No, not really since Jamf made the integration super easy! The main aspect would be that it may not be used to the full extent and that the configuration as such (in Microsoft Endpoint Manager) can be quiet complex if you have a lot of different requirements for different apps.
Microsoft Endpoint Manager also offers macOS/iOS App Management. Why not use it instead of JAMF?
MEM offers a great experience for managing Apple devices especially for BYOD - where you don't need the full capabilities of Jamf. Jamf still has a lot of superior and more advanced features. So - many of my customers combine MEM and Jamf and the Apple devices that need the more advanced features are managed by Jamf and the "BYOD" or devices where you only require compliance and limited management MEM is a great choice.
Honestly, how effective is the Jamf Pro + Intune configuration at this time? Is it ready for headache-free use or are there true limitations that need to be evaluated?
Today - Conditional Access and Compliance policies with Jamf Pro and MEM works as expected and I have found very few caveats with it. Most of the work with the integration is really on the MEM side, so that hurdle would be to learn that if you haven't worked with Microsofts security and management features previously.
Is it possible to connect Jamf Pro to a Hybrid AzureAD design or does it only work if the AD is not Hybrid and 100% clound based?
From a Microsoft perspective, you can use both Hybrid and Azure AD native configurations. There may be some limitations for Jamf Connect, but for Jamf Pro - the identities should work in the same way - as long as you sync your accounts to Azure AD.
Are there plans to integrate Jamf Pro and Intune more in-depth in the future?
Yes, yesterday's announcement on the iOS integration is a great step on the way. I do foresee more integrations in the future - especially from a security point of view. That is not limited to Microsoft Intune, but to the full M365 stack.
Is this only for checking compliance on MacOS, or will it work with iOS devices as well?
That capability was announced yesterday. So now it's possible to manage compliance on both macOS and iOS using Jamf Pro and Microsoft Intune.
What are best-recommended compliance Policy
Compliance policies are very different from organization to organization. You can read more about it on my blog here: https://www.kneedeepintech.com/the-underestimated-compliance-policy-in-microsoft-intune/ or in the official MS documentation here: https://docs.microsoft.com/en-us/mem/intune/protect/device-compliance-get-started
Is it possible to use if a Mac computer is in Jamf but not AD Bound?
Yes! The computers shouldn't be in AD at all tbh - and you don't need to use Jamf connect integrated with Azure AD either — even if I do recommend it.

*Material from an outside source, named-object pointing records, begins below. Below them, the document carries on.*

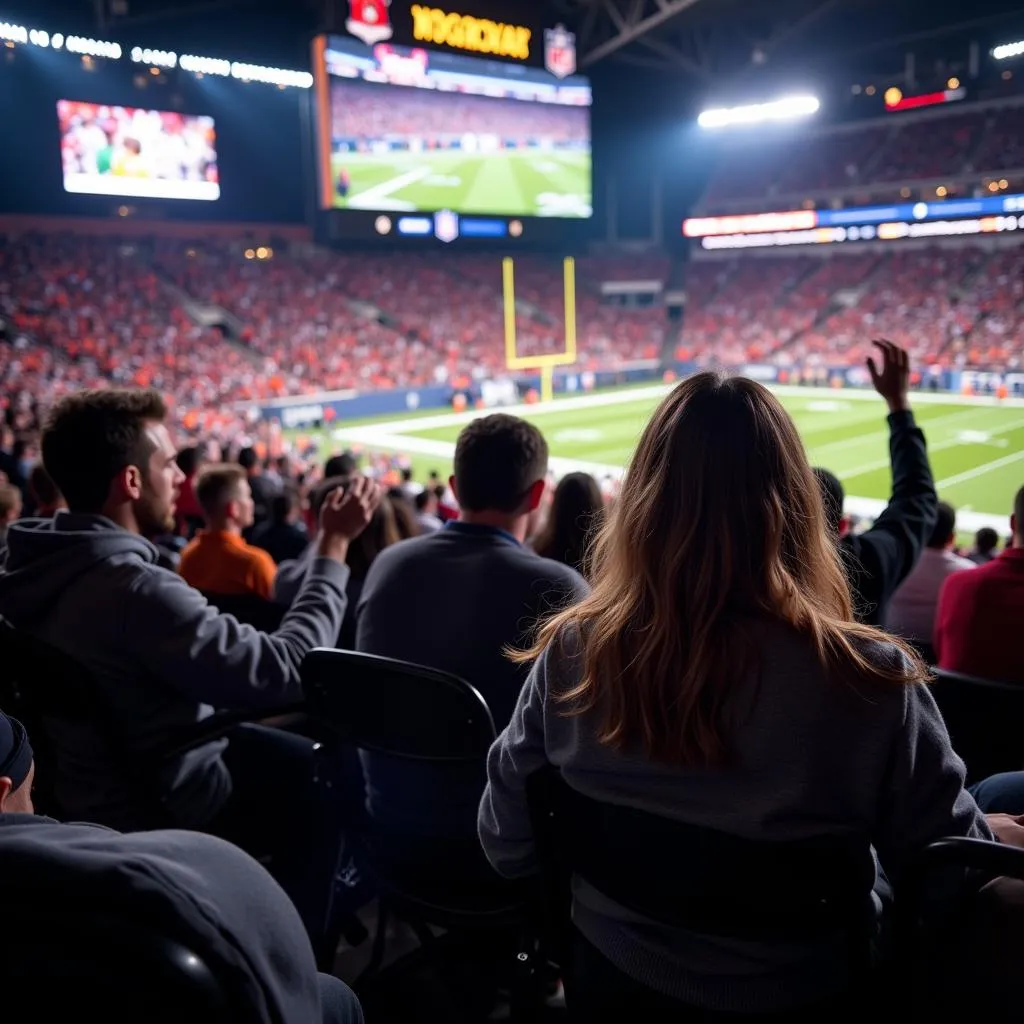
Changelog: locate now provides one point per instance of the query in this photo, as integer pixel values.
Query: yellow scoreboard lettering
(478, 35)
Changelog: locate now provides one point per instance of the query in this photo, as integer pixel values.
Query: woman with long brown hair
(716, 676)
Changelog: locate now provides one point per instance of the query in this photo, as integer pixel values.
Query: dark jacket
(160, 654)
(454, 600)
(201, 890)
(880, 559)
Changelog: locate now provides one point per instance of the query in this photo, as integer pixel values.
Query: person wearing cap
(217, 896)
(16, 768)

If a user has a Smart Phone and Computer - if the computer is non-compliant does the Smart Phone also lose access since it is user-based?
No, its always the combination of the user and the device that is being evaluated for compliance. So if your mac is non-compliant and your iPhone is compliant you can connect from the phone but not from the computer. However, if you user is non-compliant (which is a feature in Azure AD) you cant connect from any device.
We are looking to migrate from SCCM/Config Manager to Intune in the next budgetary year. If we are not using AAD federation for SaaS authentication/gatekeeping, is there a good use-case for integrating with Jamf Pro?
It depends, if you use Office 365 then there are definitely a lot of value with the integration. But the value increases with the amount of Azure AD integrated apps you have an want to protect.
Does MAM work with macOS as it does with iOS/iPadOS?
No, currently there are limited device-based data protection capabilities for macOS - but there are solutions in development, and I would advise you to look into Microsoft Cloud App Security to enable a better data protection environment on your Macs - if you are using Office 365.